IRC 4941 and 4945: Self-Dealing: The IRS found that the proposed annuity acceleration and CLAT termination would not trigger any income tax because the DAF is owned and controlled by a public-charity sponsoring organization. IRC 4941 imposes a tax on acts of self-dealing between a private foundation and a disqualified person, which includes beneficial interest holders in the case of a trust. The Regulations expressly exclude public charities (other than those solely for testing for public safety) from the definition of disqualified person for the purposes of self-dealing. [Regulation 53.4946-1(a)(8).] Accordingly, the involvement of the DAF’s sponsor brings the proposed CLAT accelerated payment within that exclusion. In short, the accelerated distribution to the DAF would not constitute self-dealing.
IRC 4945-Taxable Expenditure: This Tax Code section imposes a tax on taxable expenditures, meaning a private foundation’s use of funds for a noncharitable purpose. Because the DAF is controlled by the sponsoring organization, and the proposed accelerated annuity payment to the DAF furthered a charitable purpose, the IRS found that the distribution did not qualify as a taxable expenditure.

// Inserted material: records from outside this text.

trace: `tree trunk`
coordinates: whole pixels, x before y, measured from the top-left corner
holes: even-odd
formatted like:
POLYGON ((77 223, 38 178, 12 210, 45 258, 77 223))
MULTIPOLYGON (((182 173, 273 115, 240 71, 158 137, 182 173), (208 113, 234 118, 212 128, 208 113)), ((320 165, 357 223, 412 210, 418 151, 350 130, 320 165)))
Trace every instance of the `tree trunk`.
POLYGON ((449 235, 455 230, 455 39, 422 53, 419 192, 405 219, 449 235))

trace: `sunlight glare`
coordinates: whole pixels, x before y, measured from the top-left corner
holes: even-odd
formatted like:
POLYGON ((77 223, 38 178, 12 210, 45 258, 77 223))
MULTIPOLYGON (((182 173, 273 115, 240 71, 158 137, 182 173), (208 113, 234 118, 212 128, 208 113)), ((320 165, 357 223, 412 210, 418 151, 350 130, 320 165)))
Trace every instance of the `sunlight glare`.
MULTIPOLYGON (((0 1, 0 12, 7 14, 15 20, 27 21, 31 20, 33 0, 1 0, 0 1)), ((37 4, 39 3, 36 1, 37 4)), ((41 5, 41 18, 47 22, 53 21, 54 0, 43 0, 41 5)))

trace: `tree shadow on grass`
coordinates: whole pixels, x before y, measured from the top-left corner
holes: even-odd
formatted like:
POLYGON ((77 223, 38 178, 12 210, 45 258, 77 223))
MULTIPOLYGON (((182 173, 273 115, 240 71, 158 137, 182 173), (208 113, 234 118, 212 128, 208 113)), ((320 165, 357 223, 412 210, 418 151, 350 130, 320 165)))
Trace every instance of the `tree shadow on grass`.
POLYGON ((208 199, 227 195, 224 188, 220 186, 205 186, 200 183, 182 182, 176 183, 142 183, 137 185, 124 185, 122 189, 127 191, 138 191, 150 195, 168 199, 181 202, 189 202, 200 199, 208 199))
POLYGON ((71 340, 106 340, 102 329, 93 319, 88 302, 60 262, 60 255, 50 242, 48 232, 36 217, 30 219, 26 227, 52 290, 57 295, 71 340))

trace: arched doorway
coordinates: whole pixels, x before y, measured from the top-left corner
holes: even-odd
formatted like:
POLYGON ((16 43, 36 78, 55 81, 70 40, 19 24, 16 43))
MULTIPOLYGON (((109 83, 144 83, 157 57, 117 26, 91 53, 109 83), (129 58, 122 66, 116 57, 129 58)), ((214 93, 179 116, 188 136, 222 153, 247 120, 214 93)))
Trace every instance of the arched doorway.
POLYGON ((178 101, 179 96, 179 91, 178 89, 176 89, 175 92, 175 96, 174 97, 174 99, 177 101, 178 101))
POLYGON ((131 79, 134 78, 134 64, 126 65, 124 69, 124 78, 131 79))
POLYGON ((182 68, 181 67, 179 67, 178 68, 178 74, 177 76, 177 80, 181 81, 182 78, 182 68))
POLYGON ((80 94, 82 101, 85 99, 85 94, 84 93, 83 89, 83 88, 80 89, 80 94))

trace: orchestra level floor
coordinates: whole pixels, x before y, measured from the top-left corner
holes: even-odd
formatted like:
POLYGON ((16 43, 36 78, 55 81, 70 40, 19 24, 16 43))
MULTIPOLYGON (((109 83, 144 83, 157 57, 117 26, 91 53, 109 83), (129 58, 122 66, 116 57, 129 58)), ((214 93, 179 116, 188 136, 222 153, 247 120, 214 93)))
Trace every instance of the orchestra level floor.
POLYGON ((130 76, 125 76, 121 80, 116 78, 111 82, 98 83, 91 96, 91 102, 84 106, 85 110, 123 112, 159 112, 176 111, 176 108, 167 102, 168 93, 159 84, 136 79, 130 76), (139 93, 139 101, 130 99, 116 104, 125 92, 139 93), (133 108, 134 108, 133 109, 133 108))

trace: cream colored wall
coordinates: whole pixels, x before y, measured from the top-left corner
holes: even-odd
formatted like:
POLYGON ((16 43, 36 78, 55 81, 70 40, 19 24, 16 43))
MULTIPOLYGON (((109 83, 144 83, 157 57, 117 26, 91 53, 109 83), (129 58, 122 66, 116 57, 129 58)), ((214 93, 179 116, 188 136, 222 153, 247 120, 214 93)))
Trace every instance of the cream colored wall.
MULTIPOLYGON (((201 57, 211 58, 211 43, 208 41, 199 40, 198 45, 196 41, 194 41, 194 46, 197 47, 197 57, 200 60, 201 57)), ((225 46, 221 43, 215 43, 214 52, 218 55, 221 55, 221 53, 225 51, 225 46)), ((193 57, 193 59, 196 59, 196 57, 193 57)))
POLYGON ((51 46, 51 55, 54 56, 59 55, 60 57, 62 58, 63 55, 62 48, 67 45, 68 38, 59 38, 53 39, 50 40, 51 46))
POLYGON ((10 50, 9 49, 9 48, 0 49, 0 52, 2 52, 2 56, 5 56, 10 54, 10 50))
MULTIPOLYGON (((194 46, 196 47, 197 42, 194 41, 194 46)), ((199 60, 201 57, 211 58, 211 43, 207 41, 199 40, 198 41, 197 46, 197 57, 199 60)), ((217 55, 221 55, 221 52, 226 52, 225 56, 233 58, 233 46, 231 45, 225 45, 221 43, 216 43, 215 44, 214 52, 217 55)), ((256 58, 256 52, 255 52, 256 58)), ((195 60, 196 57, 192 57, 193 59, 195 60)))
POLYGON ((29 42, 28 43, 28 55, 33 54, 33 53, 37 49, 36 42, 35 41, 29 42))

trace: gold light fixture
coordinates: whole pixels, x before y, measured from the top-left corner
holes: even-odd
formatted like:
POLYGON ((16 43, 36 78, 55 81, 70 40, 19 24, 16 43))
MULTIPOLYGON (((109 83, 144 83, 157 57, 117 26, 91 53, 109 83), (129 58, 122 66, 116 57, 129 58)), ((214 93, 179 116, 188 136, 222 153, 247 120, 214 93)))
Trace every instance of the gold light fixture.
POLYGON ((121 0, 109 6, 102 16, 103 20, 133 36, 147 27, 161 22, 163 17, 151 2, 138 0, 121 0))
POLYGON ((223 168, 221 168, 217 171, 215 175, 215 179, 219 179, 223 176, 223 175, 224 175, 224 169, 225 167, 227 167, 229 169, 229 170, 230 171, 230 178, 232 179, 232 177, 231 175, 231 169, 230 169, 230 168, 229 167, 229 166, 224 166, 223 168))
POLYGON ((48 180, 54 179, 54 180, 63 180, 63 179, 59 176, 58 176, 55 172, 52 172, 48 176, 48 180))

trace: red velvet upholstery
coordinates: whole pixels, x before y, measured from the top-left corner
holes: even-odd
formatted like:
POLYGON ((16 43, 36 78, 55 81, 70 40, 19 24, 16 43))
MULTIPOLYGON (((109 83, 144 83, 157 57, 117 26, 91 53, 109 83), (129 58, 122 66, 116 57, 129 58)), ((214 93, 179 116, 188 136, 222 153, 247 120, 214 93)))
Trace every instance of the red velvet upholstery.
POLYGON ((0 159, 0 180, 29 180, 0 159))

IRC 507(c)- Termination of Private Foundation: This Tax Code section imposes a tax on the termination of an organization’s private foundation status. However, the Regulations prevent the imposition of tax on trust distributions mandated by the trust instrument and not subject to the trustee’s discretion before the expiration of all charitable beneficial interests. [Regulation 53.4947-1(e)(1).] While the CLAT required annuity payments over a longer period of time, it required payment to the DAF, and it the trust did not give the trustee any discretion over the amount. Consequently, the IRS found that the proposed acceleration of the annuity to the DAF did not apply to IRC 507. In short, “a trust payment is no less mandatory, nor is it deemed discretionary with the trustee, merely because all parties agree to make the charitable payment earlier than required by the trust document.”
Lingering Question: One question that the IRS did not formally address in its PLR is the effect of the accelerated annuity payment on the trust’s charitable deduction for income and transfer tax purposes. A CLAT can generate a charitable deduction only if it provides for a “guaranteed annuity interest, which means a determinable amount payment at least annually for a specific term, with an ascertainable, aggregate value at the time of the trust’s funding. [Regulation 25,2522(c)-3(c)(2)(vi)(a).] Had the proposal included a payment to the DAF at a discounted present value, it would not have constituted a guaranteed annuity interest due to the question regarding the annuity’s interest value at the CLAT’s funding; rather the value would vary depending on the timing of any prepayment made in the trustee’s discretion. In this PLR, the proposal was to cash out the DAF by stating that the accelerated annuity payment would be made on an undiscounted basis.
Conclusion: With charities desperate for financial support in light of the federal government’s cutback in grants and other financial support, the ability to terminate a CLAT early under state law without incurring adverse federal taxes is an important planning opportunity to consider for those philanthropically inclined.